Franz Grüter (SVP/Lucerne)
Fathi Derder (FDP/Vaud) and Christine Bulliard-Marbach (CVP/Freiburg)
Kathy Riklin (CVP/Zürich)
“A presence in Silicon Valley is essential”
As part of ICTswitzerland’s seventh seminar for parliament members, four National Council members visited the Swisscom Outpost in Palo Alto. Kathy Riklin (CVP, Zürich), Christine Bulliard-Marbach (CVP, Freiburg), Fathi Derder (FDP, Vaud), and Franz Grüter (SVP, Lucerne) are convinced of the importance of Swisscom’s presence in Silicon Valley and were visibly impressed by the innovation and dynamism that prevails here.
Marc Wälti, Palo Alto, 5 November 2017
The goal of the short four-day trip was a better understanding of what demands technological change will make on business models, ways of life and work, and on the regulatory environment. Among the members of parliament, a major topic was especially the question of digitalization and the role of the state. On behalf of the Outpost, Lukas Peter (CEO) and Nicolas Fulpius (CDO) explained Swisscom’s objectives in Silicon Valley. They pointed out the risks and opportunities awaiting Swiss start-ups and the Swiss economy as a whole in the age of innovation and disruption.
Swisscom as a Goodwill Ambassador for Switzerland
The four National Council members were clearly as impressed by their visit to the Outpost as they were by the fact that Swisscom has a presence here. Franz Grüter (SVP/Lucerne), visiting Silicon Valley for the 18th time, describes the area around San Francisco and Palo Alto as one of the world’s most important places: “I think it’s great that Swisscom doesn’t just think about tending its own little garden and instead puts out feelers in a region where the big stories are being written.”
Fathi Derder (FDP/Vaud), whose familiarity with the region reaches back twenty years, even goes one step further: “A presence in Silicon Valley is indispensable for a company like Swisscom. The best people are here. You’re right at the heart of the action and can witness developments up close or in an ideal case even be a part of them.” Derder thought that Swiss companies should increasingly try to follow Swisscom’s example of building up a presence here while keeping their company headquarters in Switzerland.
With its presence in Silicon Valley, Kathy Riklin (CVP/Zürich) even describes Swisscom as a goodwill ambassador for Switzerland: “I’m convinced that this kind of engagement will pay off in the long term for Swisscom and for Switzerland.” And fellow party member Christine Bulliard-Marbach (Freiburg) adds that the experience being gained here will flow back to Switzerland and further strengthen its educational system and capacity for innovation.
A Question of Regulating Digitalization
Speakers such as John T. Chambers, Executive Chairman of Cisco Systems, and Toomas Hendrik Ilves, former president of Estonia, left a strong impression with their views that the only way to regulate digitalization is through strong political leadership.

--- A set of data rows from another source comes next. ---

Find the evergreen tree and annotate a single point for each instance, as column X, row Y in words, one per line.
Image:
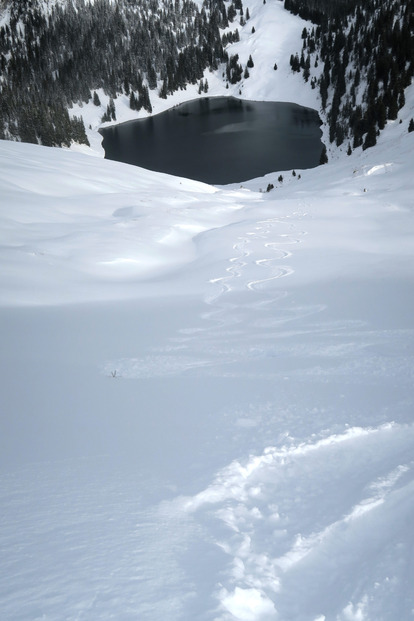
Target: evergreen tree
column 324, row 156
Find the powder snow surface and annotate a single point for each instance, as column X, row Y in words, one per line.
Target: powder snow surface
column 207, row 393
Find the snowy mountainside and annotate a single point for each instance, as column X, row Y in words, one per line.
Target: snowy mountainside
column 206, row 393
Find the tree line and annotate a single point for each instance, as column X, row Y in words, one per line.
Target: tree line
column 367, row 59
column 51, row 60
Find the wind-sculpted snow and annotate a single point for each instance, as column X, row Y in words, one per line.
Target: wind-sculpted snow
column 298, row 516
column 206, row 393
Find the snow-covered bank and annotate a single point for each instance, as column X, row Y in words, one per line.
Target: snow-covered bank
column 206, row 393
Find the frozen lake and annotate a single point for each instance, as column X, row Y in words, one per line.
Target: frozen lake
column 220, row 140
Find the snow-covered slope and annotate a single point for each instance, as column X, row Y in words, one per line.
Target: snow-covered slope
column 206, row 404
column 277, row 35
column 229, row 433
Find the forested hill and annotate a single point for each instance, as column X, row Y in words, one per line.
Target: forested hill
column 52, row 58
column 56, row 53
column 366, row 51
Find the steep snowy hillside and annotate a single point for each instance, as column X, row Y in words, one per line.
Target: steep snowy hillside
column 206, row 393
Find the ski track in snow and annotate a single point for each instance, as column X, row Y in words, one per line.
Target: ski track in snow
column 291, row 523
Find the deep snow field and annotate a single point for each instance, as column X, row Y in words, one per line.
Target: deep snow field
column 206, row 397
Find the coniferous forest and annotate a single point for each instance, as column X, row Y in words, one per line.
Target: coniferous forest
column 50, row 60
column 366, row 50
column 359, row 55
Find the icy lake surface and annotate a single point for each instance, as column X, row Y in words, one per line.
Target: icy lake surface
column 220, row 140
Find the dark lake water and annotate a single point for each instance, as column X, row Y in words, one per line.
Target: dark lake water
column 219, row 140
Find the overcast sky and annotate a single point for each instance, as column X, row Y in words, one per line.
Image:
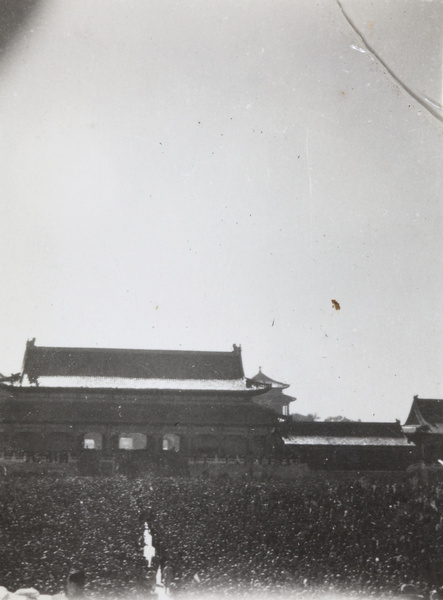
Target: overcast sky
column 193, row 174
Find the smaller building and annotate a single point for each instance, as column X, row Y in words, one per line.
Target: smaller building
column 274, row 398
column 424, row 427
column 348, row 445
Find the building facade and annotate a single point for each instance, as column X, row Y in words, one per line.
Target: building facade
column 132, row 409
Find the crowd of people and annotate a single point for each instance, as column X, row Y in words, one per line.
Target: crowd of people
column 357, row 537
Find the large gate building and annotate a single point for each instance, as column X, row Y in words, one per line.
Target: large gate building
column 135, row 407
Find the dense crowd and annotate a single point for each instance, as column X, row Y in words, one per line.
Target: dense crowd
column 231, row 537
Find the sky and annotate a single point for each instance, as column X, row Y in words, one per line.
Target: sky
column 191, row 175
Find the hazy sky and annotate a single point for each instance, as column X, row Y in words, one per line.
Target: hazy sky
column 193, row 174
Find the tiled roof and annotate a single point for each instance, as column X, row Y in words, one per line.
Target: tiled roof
column 224, row 385
column 40, row 361
column 344, row 441
column 262, row 378
column 353, row 429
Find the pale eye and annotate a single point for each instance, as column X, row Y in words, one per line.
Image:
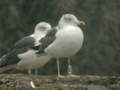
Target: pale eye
column 42, row 28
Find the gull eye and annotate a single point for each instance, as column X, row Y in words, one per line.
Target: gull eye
column 42, row 28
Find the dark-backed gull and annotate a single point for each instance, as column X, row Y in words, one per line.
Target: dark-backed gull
column 21, row 56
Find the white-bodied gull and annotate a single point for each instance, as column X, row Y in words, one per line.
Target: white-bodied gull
column 63, row 41
column 21, row 56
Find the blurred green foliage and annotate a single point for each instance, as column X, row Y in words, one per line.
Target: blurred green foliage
column 100, row 53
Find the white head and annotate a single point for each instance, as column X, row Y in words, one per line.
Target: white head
column 69, row 19
column 41, row 29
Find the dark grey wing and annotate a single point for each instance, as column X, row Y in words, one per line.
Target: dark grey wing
column 46, row 41
column 20, row 47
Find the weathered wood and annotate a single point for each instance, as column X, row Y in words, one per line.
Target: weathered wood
column 84, row 82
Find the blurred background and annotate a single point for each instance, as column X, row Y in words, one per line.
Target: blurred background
column 100, row 54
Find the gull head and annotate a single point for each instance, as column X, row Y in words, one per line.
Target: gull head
column 42, row 27
column 70, row 19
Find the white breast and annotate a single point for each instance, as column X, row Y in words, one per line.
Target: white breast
column 68, row 42
column 30, row 60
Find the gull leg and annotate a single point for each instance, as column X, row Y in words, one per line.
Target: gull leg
column 58, row 69
column 70, row 69
column 36, row 71
column 29, row 72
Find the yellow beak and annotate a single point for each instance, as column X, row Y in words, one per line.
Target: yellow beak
column 81, row 23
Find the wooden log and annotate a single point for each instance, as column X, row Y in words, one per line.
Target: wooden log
column 82, row 82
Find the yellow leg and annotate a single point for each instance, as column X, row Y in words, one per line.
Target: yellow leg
column 36, row 71
column 58, row 69
column 69, row 67
column 29, row 72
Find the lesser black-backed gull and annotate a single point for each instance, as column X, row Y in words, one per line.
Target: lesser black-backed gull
column 21, row 56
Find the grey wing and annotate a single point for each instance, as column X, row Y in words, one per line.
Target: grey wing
column 26, row 42
column 46, row 41
column 20, row 47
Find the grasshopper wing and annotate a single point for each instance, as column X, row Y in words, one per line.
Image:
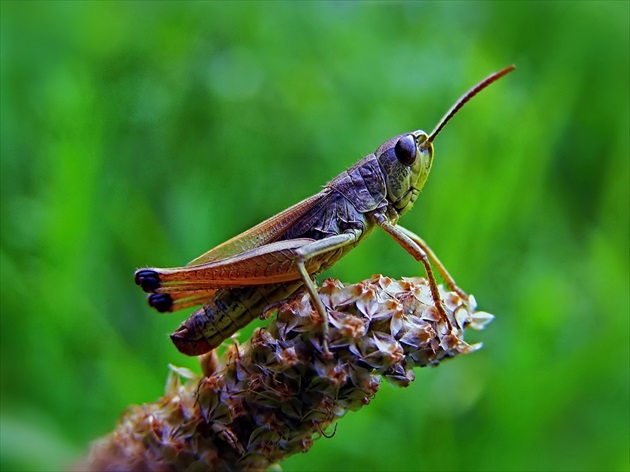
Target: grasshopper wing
column 263, row 233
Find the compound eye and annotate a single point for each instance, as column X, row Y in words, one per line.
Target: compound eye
column 406, row 150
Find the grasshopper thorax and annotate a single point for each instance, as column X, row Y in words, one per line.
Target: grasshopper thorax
column 406, row 162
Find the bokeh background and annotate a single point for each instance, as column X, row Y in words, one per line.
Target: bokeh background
column 138, row 134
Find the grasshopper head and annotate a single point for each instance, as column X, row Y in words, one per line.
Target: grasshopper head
column 406, row 160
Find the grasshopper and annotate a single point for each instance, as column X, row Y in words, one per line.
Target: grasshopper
column 236, row 280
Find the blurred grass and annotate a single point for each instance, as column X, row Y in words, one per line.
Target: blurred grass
column 144, row 133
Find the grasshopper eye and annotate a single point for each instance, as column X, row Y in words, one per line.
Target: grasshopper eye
column 405, row 150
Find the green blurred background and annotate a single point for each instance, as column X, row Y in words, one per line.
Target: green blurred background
column 138, row 134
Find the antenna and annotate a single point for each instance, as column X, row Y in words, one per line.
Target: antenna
column 467, row 96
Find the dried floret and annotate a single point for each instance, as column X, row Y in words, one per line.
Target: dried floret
column 271, row 397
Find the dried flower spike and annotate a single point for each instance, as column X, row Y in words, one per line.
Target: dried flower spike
column 273, row 396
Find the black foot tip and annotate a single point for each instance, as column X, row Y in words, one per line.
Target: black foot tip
column 148, row 279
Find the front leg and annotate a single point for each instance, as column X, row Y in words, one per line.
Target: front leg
column 315, row 249
column 412, row 247
column 450, row 282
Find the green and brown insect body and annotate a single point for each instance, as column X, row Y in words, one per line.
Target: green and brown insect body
column 236, row 280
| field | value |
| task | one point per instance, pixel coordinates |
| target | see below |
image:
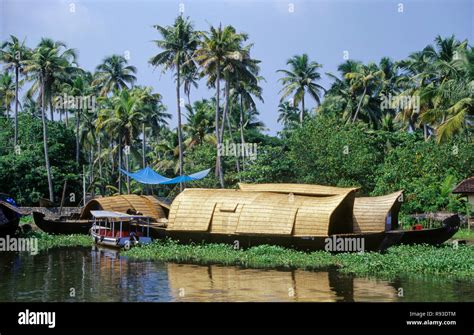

Fathi Derder (FDP/Vaud) also shares that conviction and sees a need to make up lost ground: “To date we still don’t have a clear policy for regulating digitalization in Switzerland. Various departments may be addressing the issue, but a common strategy is still lacking.”
For Christine Bulliard-Marbach (CVP/Freiburg), who will chair the parliamentary Science, Education and Culture Committee (SECC) for the next two years, what counts is creating confidence in the various areas that are affected by digitalization: “We’ll achieve that with the necessary information and consultation, and if necessary by revising laws, for example concerning data protection.”
Questioning Critically and Accepting Failure
Influenced by his many impressions of Silicon Valley, Franz Grüter (SVP/Lucerne) noted that Switzerland’s role in current developments is not prominent: “We can’t keep relaxing if we want to remain at the forefront. In a positive sense, we have to ask ourselves critical questions and be open for what comes next.”
And Kathy Riklin (CVP/Zürich), who wants to bring the spirit of innovation that prevails here back to Switzerland with her as an inspiration, was clearly impressed by something that’s not typically Swiss: “The culture of failing is completely accepted here and is seen more as an opportunity than as a drama. We can certainly learn from this too and be inspired by it.”